UK Politics

Disability scheme aims to smooth access to MPs

Protest by disability groups outside Parliament in May Image copyright AP
Image caption Disability groups have been protesting against cuts

Meeting your MP can be a daunting experience at the best of times.

Particularly if you are disabled.

MPs like to talk about reaching out to all sections of the community but it is easy to feel, if you are in a wheelchair or have some other disability, that it does not include you.

And with so many disabled people worried about looming welfare reforms, there has probably never been a better time for a scheme that aims to get more of them face-to-face with their elected representatives.

The disability campaign group Radar runs an awareness scheme every year to encourage disabled people from across the UK to meet their MPs and raise the issues that matter to them - 51 MPs are signed up to the "MP Dialogue" scheme.

The group advises people about preparing for meetings with their MP, tells them what exactly it is that MPs do and helps Parliamentarians understand their disabled constituents' needs.

So far this year about 70 individuals or groups have requested more information.

Among them is Elaine Precious, who is taking a group of people with learning disabilities to meet two of her local Conservative MPs - David Gauke and Mike Penning - next month at a football club in Berkhamsted, Hertfordshire.

Elaine works for Dacorum Mencap - a local charity which supports people with learning disabilities and thinks meeting more disabled people in person will give MPs a better understanding of the issues that affect them.

"The vast majority of people actually don't really have an inkling about what it is like to live with a disability, the impact it has on every aspect of your life, particularly the poverty it causes within families," she says.

"People with learning disabilities are not likely to go to their MPs' surgery with an issue - they may have a family member who will go on their behalf, but they are not going to think: 'I'm going to speak to my MP about that'"

Verbally abused

She said her group would raise issues with the MPs that she might miss - from the effect of bus routes closing to being verbally abused in the street, they would be able to discuss problems that confronted them on a daily basis.

Other issues like local hospitals closing also caused "incredible difficulties" for them, she added - as many will suffer from related health conditions like epilepsy, which will occasionally require hospital treatment.

"Their issues about the local community are probably quite different from the general population's issues - it's quite important they get to speak to their MP about what they feel."

Image copyright Other
Image caption Elaine's son Sam was born with two chromosomal abnormalities

She said aspects of the government's welfare reforms were likely to be raised - such as the new work capability assessment for people on incapacity benefit which questions benefit claimants about what they could do, with a view to seeing if they are potentially fit for work.

"Sometimes they will say to somebody: 'I can do this' and that and actually they can't," she said.

Many of her members would like paid employment and quite a lot do voluntary work, she said, but it was difficult for them to secure paid work.

"On the one hand they do want to work but on the other hand if not able to get a job, they rely on these disability benefits."

Benefit changes

Elaine has her own issue to raise with Mr Gauke and Mr Penning. Her son Sam is seriously disabled, and she is worried about proposed changes to the Disability Living Allowance.

Last year Sam, who has severe learning disabilities, moved out of her home in Hertfordshire into full-time residential care about 20 miles away.

She uses the "mobility" part of his DLA - about £50 a week - to pay to hire a car which she can use to take him to appointments and visit him regularly.

But the government had proposed axing that part of the allowance for people in residential care - arguing that local authority contracts with care homes should cover residents' mobility needs.

Elaine says the allowance gives her access to a reliable car that is well maintained.
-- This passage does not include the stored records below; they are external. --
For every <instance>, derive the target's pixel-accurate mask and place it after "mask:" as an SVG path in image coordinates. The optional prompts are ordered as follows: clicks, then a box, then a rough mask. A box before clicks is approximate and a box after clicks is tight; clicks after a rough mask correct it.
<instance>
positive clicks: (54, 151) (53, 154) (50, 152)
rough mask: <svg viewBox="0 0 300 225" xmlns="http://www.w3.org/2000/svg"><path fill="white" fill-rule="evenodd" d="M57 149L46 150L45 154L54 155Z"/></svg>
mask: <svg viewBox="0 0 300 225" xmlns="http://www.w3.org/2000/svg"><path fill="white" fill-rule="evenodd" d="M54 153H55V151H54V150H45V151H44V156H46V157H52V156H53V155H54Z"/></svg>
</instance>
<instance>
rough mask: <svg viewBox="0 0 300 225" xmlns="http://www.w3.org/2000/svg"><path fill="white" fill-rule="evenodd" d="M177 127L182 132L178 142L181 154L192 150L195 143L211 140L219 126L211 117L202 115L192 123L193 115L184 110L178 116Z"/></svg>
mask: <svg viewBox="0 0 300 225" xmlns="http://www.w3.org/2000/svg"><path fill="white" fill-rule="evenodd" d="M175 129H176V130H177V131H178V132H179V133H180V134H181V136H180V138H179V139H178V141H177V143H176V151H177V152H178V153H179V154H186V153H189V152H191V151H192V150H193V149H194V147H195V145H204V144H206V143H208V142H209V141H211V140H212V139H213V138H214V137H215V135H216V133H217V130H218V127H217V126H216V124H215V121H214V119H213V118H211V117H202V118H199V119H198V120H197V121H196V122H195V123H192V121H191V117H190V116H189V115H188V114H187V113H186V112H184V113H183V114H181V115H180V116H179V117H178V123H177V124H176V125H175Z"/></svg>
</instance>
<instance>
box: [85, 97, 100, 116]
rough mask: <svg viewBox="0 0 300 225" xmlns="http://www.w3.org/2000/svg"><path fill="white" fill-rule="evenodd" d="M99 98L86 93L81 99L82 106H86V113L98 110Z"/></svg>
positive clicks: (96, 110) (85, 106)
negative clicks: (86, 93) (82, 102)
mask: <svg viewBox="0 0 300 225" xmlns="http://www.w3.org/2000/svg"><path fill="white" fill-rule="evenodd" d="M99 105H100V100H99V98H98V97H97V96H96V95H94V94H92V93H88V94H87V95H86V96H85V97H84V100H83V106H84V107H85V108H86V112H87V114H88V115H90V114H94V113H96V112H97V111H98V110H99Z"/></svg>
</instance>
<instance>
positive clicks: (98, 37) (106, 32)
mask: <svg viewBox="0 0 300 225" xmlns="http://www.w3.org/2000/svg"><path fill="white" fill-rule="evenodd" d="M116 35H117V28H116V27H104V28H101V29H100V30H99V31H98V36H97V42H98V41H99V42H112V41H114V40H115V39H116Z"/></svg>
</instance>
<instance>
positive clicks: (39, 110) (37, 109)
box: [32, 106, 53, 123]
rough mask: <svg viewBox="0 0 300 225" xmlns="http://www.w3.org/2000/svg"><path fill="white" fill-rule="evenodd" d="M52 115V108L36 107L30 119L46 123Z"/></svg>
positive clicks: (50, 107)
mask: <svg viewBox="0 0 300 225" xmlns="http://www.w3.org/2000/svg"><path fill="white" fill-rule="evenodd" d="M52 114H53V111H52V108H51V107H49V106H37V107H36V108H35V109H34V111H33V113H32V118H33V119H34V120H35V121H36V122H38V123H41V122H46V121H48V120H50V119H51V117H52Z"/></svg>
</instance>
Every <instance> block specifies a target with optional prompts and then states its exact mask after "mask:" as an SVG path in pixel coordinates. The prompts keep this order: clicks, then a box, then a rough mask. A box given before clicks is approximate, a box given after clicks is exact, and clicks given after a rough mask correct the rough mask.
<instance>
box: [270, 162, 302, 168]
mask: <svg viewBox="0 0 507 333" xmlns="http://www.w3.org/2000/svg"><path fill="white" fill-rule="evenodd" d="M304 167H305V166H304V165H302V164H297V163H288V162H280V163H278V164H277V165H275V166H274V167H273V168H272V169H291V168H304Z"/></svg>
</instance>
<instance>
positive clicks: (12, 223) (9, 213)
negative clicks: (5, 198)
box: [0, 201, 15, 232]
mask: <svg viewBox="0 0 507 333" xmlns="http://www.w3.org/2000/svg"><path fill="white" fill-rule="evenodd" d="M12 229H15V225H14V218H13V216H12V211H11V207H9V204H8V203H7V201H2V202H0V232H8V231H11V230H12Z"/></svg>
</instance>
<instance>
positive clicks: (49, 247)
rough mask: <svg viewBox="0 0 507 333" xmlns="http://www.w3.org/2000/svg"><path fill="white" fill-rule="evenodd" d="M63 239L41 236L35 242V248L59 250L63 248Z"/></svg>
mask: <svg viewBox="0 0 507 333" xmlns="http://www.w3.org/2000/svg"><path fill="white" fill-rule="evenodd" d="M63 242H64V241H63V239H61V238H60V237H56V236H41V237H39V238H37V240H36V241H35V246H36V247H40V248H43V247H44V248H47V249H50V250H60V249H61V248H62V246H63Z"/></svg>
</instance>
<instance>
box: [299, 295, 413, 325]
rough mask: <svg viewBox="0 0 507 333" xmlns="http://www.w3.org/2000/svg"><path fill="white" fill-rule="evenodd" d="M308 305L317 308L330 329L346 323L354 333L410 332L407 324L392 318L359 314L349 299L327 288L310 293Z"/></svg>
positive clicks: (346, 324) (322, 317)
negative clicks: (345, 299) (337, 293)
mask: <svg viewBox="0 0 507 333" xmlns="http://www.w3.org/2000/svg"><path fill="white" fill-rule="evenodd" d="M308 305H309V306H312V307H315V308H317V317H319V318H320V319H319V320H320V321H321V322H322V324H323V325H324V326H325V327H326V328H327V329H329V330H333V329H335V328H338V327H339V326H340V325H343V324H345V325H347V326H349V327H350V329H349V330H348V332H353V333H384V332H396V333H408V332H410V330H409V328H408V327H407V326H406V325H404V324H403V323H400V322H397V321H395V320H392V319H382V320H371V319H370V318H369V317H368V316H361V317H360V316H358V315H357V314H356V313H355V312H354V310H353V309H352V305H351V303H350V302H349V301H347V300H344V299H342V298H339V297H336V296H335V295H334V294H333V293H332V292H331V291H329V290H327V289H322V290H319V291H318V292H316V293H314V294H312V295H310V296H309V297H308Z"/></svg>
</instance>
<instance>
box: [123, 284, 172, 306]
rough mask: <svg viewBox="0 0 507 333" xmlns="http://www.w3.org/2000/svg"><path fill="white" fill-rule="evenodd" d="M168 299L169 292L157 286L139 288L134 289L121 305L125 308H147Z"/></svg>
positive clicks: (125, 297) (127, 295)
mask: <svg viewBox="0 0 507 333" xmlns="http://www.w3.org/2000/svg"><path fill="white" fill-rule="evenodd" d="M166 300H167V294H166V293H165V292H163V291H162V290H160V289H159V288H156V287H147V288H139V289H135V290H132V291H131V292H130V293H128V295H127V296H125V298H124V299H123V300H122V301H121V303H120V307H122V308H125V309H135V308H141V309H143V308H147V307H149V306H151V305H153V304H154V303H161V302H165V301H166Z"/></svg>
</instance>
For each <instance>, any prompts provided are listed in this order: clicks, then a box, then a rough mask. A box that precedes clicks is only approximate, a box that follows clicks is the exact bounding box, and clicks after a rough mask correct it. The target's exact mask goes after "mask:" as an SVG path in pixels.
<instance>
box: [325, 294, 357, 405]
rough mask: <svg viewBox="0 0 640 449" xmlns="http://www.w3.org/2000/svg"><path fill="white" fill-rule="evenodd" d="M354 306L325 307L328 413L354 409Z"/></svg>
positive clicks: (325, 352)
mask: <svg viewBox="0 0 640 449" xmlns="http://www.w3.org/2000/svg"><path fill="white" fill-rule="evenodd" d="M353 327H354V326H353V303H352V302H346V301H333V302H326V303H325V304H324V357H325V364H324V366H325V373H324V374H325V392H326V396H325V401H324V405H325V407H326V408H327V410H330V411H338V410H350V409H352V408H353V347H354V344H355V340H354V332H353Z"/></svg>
She is worried that, on a low income, she would not be able to afford a decent car and she and her son could be left stranded in the event of a breakdown.
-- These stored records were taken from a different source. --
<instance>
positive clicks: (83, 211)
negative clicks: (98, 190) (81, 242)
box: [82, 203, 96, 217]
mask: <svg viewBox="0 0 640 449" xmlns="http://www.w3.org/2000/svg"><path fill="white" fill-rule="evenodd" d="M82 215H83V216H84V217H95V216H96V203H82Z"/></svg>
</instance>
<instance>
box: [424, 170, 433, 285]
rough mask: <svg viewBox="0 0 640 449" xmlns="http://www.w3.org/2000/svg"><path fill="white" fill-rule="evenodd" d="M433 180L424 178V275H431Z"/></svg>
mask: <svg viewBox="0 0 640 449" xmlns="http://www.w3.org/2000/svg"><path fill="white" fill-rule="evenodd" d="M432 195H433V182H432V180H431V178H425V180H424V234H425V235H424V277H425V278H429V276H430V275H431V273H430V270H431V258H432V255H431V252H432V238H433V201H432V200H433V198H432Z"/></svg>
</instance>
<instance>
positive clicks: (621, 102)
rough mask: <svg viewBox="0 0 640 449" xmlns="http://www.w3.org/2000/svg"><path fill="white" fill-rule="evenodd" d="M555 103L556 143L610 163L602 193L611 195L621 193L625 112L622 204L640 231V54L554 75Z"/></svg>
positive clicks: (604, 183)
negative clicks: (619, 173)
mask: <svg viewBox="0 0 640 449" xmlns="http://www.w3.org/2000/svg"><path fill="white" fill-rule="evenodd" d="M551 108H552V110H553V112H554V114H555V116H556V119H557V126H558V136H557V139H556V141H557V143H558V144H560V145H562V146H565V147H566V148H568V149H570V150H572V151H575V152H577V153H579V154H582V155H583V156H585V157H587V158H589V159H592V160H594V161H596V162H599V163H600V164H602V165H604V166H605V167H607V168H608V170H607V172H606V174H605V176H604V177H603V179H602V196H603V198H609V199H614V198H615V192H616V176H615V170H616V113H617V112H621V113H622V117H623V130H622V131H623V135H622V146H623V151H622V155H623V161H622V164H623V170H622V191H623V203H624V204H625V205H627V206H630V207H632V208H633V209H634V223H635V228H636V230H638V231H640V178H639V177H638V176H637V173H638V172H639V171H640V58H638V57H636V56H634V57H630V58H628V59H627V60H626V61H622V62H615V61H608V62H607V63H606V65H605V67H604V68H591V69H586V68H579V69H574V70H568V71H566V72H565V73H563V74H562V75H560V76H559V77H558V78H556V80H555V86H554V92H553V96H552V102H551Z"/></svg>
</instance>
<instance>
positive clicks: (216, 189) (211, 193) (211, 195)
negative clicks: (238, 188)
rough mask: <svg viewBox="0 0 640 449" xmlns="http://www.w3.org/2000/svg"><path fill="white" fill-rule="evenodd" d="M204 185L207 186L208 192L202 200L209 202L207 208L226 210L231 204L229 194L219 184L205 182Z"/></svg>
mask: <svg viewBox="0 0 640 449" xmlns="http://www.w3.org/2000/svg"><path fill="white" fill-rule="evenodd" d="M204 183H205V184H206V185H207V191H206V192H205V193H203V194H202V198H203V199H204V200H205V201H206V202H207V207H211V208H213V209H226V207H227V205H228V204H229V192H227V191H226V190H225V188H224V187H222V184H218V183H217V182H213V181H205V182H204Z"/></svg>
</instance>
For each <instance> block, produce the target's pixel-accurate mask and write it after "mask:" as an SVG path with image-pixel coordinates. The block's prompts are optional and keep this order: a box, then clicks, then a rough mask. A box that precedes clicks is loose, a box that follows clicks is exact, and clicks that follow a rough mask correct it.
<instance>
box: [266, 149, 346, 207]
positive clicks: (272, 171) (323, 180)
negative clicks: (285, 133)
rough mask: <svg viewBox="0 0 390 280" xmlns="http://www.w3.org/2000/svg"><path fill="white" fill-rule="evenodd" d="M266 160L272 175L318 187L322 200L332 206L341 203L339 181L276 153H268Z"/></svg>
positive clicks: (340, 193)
"The thought of being stuck with my son, who is like a two-year-old but he's 20, on the side of a road - it's horrifying really."

She has already raised the issue with her MP in a letter - and got one back - but is hoping for a more "personal" response when she visits Mr Gauke and Mr Penning in July.

The government announced the proposal in last year's spending review - aimed at saving £135m by 2014-15.

It has since said the policy will be rolled into a wider review of Disability Living Allowance - which is due to be replaced with a new benefit - the Personal Independence Payment.

A spokesman said while care homes were obliged to provide mobility support - a study had shown provision was "patchy" and it had never been the intention that people would be left without their mobility needs being met.